Research Article | Open Access

Volume 2021 | Article ID 6661744 | https://doi.org/10.1155/2021/6661744

Development and Validation of a Complexometric and Potentiometric Titration Method for the Quantitative Determination of Zinc Pyrithione in Shampoo

Greciel E. Egurrola,¹Angela P. Mazabel,¹and Johnbrynner García¹

Academic Editor: Alessandro Buccolieri

Received26 Oct 2020

Accepted24 Dec 2020

Published06 Jan 2021

Abstract

Most of the pharmaceutical and cosmetic products used for the treatment of dandruff have zinc pyrithione as an active ingredient; therefore; quantifying this component becomes necessary. The purpose of this study was the validation of two simple and fast methodologies in the quantification of zinc pyrithione for shampoo quality control to guarantee consumer safety. The first method comprised a manual complexometric titration, and the second comprised a potentiometric titration performed with an automatic titrator, obtaining sensitivity values of 0.0534% and 0.0038%, respectively, precision expressed in RSD% values below than 1%, and accuracy in recovery percentage greater than 99%. Additionally, both methods were robust when subjected to significant changes in working conditions (temperature and pH) and were selective even in the presence of interferences and degradation products. Finally, the methodologies were adequate to ensure the quality of shampoo to ensure the safety of consumers.

1. Introduction

Zinc pyrithione (ZnPT) is an organometallic compound with chemical formula C₁₀H₈N₂O₂S₂Zn that has bactericidal and fungicidal activity. It is the antifungal agent most used in shampoos for control of dandruff due to its versatility. ZnPT was developed in the 1950s and first used as an antidandruff agent in 1961 even though the reason for dandruff was not exactly known at the time [1, 2]. Some factors that can trigger dandruff are environmental factors, hormonal problems, and imbalance in the microbial biome present in the scalp. The most common factor is imbalance in the microbial biome due to the increase in microorganisms of the Malassezia genus whose metabolic cycle involves the degradation of fatty acids, generating irritation and hyperflorative activity of the epidermis [3–6].

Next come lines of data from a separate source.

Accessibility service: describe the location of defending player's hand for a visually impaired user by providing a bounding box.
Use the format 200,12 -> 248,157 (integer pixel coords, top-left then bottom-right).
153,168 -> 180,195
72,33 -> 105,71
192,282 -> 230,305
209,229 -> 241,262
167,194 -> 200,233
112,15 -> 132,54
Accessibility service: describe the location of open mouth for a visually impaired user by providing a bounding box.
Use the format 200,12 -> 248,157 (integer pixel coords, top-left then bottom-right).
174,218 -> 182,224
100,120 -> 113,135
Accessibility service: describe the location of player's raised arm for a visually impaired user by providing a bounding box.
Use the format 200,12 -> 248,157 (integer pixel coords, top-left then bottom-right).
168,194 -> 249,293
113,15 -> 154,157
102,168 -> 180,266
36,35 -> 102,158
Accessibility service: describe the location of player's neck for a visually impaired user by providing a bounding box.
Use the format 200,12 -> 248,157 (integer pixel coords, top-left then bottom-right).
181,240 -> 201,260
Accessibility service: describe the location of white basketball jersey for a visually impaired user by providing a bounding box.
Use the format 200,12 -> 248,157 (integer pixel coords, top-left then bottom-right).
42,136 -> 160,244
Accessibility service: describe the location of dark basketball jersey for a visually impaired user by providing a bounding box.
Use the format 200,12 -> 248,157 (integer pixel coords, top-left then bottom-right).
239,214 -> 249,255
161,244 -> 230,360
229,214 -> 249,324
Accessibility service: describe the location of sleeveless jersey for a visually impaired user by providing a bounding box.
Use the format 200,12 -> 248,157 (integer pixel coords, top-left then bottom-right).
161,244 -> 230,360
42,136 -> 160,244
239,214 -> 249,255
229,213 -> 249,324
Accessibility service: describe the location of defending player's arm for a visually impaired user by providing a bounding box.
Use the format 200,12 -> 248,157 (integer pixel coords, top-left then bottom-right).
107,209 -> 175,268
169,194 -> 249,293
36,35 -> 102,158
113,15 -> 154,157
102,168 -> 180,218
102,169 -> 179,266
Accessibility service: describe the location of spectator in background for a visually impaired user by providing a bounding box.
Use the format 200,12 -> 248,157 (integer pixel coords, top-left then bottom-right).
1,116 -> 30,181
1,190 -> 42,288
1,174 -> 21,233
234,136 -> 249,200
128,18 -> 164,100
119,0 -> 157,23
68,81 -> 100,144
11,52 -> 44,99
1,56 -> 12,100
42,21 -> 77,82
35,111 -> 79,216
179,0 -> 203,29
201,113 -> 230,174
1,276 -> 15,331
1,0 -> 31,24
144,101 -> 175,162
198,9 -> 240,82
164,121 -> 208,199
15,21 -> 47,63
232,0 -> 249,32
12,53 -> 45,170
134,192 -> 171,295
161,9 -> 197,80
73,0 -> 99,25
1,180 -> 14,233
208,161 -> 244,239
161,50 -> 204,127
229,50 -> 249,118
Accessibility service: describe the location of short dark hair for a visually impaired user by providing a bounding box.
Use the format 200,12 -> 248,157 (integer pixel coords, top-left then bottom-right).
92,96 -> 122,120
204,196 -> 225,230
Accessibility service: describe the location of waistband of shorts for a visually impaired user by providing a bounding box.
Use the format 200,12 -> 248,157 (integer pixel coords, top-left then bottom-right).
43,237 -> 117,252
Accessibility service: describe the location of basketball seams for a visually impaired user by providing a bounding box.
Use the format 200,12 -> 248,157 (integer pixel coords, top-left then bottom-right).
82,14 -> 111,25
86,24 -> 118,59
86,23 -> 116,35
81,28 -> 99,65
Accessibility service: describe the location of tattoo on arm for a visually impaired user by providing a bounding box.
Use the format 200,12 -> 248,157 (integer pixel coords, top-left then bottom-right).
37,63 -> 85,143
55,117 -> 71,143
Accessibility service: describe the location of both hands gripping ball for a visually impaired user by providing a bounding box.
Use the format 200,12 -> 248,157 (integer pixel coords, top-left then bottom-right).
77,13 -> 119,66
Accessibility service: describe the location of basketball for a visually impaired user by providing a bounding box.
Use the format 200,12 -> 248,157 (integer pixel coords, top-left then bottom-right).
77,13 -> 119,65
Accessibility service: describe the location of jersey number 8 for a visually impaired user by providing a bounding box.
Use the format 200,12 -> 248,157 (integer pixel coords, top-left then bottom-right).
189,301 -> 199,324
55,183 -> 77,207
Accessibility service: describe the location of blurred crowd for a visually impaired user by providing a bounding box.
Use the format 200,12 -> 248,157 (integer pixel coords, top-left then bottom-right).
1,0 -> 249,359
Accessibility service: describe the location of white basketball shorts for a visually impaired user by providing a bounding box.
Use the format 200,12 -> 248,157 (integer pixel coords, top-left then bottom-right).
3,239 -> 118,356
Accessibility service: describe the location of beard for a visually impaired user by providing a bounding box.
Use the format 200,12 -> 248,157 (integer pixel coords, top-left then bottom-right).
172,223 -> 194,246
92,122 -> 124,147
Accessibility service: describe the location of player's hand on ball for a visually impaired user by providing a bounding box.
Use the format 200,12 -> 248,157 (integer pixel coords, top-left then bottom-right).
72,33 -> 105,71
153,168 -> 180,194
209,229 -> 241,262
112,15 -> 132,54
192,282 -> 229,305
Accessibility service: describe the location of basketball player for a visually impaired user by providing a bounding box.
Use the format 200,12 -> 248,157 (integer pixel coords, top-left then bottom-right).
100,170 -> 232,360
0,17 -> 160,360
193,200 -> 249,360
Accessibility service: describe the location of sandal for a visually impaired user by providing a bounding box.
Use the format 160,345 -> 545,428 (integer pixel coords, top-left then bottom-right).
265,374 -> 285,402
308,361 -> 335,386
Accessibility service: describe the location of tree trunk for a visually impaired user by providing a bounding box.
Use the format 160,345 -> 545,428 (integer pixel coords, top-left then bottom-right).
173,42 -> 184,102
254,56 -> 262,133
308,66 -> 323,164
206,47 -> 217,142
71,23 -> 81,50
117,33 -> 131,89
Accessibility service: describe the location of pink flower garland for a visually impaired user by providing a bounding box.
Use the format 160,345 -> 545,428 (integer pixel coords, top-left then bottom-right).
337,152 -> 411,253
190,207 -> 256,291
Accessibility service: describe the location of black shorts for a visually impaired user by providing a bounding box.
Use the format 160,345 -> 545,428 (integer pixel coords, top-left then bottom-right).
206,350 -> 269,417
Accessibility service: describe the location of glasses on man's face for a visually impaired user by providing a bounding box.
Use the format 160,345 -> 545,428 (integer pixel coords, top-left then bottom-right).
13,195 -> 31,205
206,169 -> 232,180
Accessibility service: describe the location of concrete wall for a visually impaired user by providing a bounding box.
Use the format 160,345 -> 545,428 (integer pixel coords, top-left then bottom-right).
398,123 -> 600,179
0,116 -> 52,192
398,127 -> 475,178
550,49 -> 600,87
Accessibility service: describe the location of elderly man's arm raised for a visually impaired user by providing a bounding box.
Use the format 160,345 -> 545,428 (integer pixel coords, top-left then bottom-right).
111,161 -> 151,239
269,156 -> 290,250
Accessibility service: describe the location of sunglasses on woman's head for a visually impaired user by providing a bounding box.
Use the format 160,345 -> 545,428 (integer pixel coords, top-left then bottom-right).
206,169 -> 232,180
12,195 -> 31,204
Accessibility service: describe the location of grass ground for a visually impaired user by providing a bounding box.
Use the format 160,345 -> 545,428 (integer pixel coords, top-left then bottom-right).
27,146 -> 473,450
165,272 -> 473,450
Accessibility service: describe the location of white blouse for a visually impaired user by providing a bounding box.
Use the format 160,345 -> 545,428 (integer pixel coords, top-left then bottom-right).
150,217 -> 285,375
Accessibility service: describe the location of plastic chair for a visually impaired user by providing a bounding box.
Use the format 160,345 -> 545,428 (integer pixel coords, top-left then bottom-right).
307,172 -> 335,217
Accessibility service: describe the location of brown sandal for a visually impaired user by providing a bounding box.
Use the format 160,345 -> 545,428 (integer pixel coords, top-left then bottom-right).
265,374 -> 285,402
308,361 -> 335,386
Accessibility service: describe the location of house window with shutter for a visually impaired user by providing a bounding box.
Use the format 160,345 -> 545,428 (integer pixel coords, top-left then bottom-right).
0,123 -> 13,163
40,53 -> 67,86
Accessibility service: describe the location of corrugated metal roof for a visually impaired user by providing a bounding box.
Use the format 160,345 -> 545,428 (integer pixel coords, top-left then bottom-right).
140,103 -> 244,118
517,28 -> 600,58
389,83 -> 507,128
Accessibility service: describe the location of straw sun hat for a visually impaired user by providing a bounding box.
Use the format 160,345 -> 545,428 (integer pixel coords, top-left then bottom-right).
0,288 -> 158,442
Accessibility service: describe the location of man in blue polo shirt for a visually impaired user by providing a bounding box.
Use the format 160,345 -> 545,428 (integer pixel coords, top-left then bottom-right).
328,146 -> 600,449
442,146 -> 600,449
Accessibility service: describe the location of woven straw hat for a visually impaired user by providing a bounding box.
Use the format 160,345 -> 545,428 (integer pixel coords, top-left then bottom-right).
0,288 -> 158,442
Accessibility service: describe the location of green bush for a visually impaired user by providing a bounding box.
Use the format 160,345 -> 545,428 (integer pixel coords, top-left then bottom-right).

The mechanism of action that ZnPT follows as an antifungal agent varies and will depend on the microorganism being studied [7, 8]. ZnPT depolarizes the microorganism membrane, preventing the transport of nutrients and energy production [9, 10], and can also increase the amount of copper present in the cell, diminishing the functions of iron-sulfur proteins [11, 12]. In addition to antifungal properties to combat dandruff, ZnPT acts at the cellular level by being cytostatic, regulating the uncontrolled division of scalp cells, and is antiseborrheic due to the sulfur groups in the molecule [13, 14].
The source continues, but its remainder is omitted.